Uses ranked scores to detect monotonic relationships. Python code:


                def fn_SRCC(rv1, rv2):
                    from scipy import stats
                    rank_rv1 = stats.rankdata(rv1, method='ordinal')
                    rank_rv2 = stats.rankdata(rv2, method='ordinal')
                    SRCC = fn_PCC(rank_rv1, rank_rv2)
                    return SRCC
                            

Example output: SRCC = 0.944 (strong monotonic correlation).

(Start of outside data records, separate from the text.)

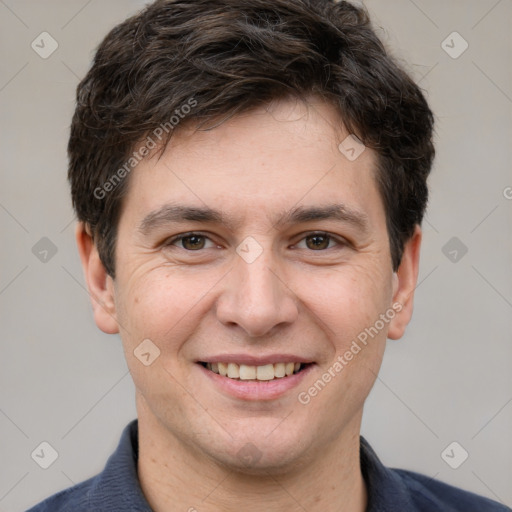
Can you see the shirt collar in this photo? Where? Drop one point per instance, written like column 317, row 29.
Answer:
column 117, row 488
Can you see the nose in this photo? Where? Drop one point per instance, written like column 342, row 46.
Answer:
column 256, row 298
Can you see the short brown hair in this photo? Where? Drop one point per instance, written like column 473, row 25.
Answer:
column 224, row 57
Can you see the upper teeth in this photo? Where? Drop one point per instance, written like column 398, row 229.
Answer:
column 248, row 372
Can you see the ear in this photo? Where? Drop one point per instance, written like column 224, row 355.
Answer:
column 406, row 278
column 99, row 283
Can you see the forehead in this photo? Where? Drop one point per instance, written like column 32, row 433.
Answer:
column 267, row 162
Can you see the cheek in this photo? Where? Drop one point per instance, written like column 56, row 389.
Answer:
column 163, row 307
column 348, row 300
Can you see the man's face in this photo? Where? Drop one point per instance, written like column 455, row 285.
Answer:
column 274, row 276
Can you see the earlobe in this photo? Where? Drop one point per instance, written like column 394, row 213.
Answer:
column 404, row 285
column 99, row 283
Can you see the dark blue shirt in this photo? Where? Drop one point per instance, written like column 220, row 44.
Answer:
column 117, row 488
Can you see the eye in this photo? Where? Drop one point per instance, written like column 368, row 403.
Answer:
column 319, row 242
column 190, row 241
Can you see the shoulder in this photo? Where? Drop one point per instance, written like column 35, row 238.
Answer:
column 74, row 498
column 428, row 495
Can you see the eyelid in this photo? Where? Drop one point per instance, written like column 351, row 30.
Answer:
column 338, row 239
column 176, row 238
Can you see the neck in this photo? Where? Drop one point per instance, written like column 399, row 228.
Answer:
column 174, row 476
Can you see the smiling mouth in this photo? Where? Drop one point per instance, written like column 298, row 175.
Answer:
column 255, row 373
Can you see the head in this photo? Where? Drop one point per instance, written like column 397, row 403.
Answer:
column 235, row 121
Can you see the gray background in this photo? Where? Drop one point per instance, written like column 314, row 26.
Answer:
column 65, row 382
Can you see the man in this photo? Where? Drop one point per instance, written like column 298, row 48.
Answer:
column 249, row 178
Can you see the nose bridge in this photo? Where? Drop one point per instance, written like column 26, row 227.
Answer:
column 256, row 299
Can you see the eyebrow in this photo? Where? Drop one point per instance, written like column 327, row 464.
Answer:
column 170, row 213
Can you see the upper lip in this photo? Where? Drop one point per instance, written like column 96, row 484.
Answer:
column 255, row 360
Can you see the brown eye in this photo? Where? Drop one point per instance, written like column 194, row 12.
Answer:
column 193, row 242
column 317, row 242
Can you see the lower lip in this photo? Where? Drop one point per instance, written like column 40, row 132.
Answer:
column 256, row 389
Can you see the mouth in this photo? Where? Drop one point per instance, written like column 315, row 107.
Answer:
column 246, row 372
column 263, row 381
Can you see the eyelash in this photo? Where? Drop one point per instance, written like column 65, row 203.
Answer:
column 178, row 238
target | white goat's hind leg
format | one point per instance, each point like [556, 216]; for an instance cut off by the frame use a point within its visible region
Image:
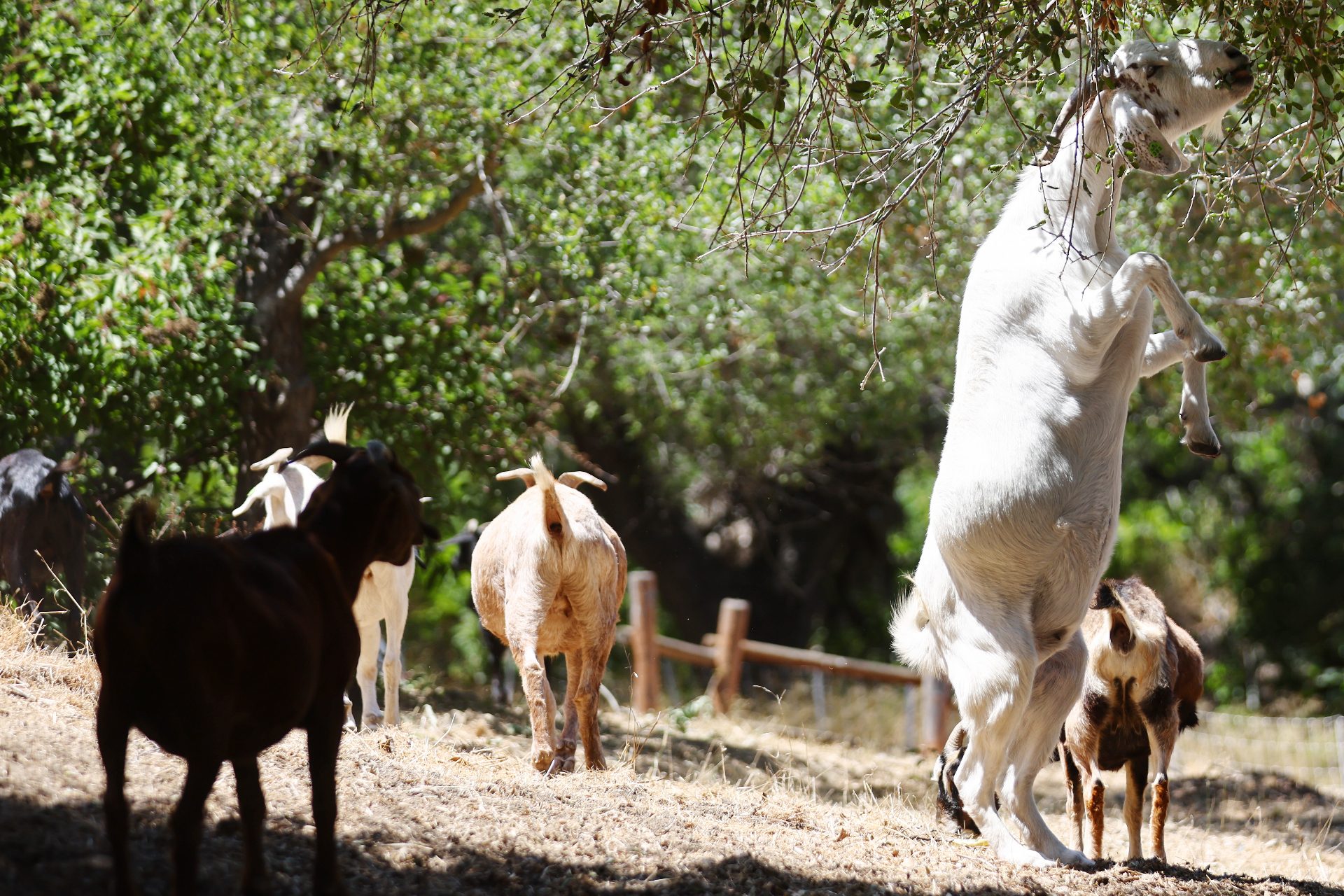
[1194, 412]
[1057, 687]
[396, 624]
[992, 678]
[366, 672]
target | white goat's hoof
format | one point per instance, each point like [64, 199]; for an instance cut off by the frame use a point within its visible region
[1074, 859]
[1206, 347]
[1210, 448]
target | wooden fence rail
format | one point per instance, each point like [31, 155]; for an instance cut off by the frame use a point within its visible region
[726, 649]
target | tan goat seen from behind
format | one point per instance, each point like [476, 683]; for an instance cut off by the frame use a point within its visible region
[1144, 676]
[547, 578]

4. ANOVA FOR CATEGORICAL-NUMERIC CORRELATION

Uses F-statistic to compare group variances. Python code:


                def fn_var_between(sample_mean, group_means, group_sizes):
                    sq_dists = sum([(mean - sample_mean)**2 * n for mean, n in zip(group_means, group_sizes)])
                    var_between = sq_dists / (len(group_means) - 1)
                    return var_between
                
                def fn_var_within(group_rvs):
                    variances = [np.var(rv, ddof=1) for rv in group_rvs]
                    avg_var = np.mean(variances)
                    return avg_var
                
                # Compute F-statistic
                fstat = var_between / var_within  # Example: F = 280.87 (significant correlation)
                            

Comparison Table

Measure Indicates Range Strength Scale Dependency
Covariance Direction only -∞ to +∞ ❌ Unknown Yes
Correlation Strength & Direction -1 to 1 No

Example Data

Consider the following dataset of Hours Studied (X) and Exam Scores (Y):

Student Hours Studied (X) Exam Score (Y)
1 2 50
2 3 60
3 5 65
4 7 70
5 9 85

Step 1: Compute Mean

X̄ = (2 + 3 + 5 + 7 + 9) / 5 = 5.2
Ȳ = (50 + 60 + 65 + 70 + 85) / 5 = 66
    

Step 2: Compute Covariance

Cov(X, Y) = Σ (Xᵢ - X̄) (Yᵢ - Ȳ) / n

Calculated values:
Cov(X, Y) = (51.2 + 13.2 + 0.2 + 7.2 + 72.2) / 5 = 28.8
    
Covariance = 28.8 → Positive relationship

Step 3: Compute Standard Deviations

σₓ = sqrt(Σ (Xᵢ - X̄)² / n) = sqrt(32.8 / 5) ≈ 2.56
σᵧ = sqrt(Σ (Yᵢ - Ȳ)² / n) = sqrt(670 / 5) ≈ 11.58
    

Step 4: Compute Correlation (r)

r = Cov(X, Y) / (σₓ * σᵧ)
r = 28.8 / (2.56 * 11.58) ≈ 0.97
    
Correlation (r) = 0.97 → Strong Positive Correlation

Final Results

Metric Value Interpretation
Covariance 28.8 Positive Relationship
Correlation (r) 0.97 Strong Positive Correlation
PCC (r) 0.97 Almost Perfect Linear Relationship
Conclusion: The more hours a student studies, the higher their exam score. Since r ≈ 1, there is a strong linear relationship.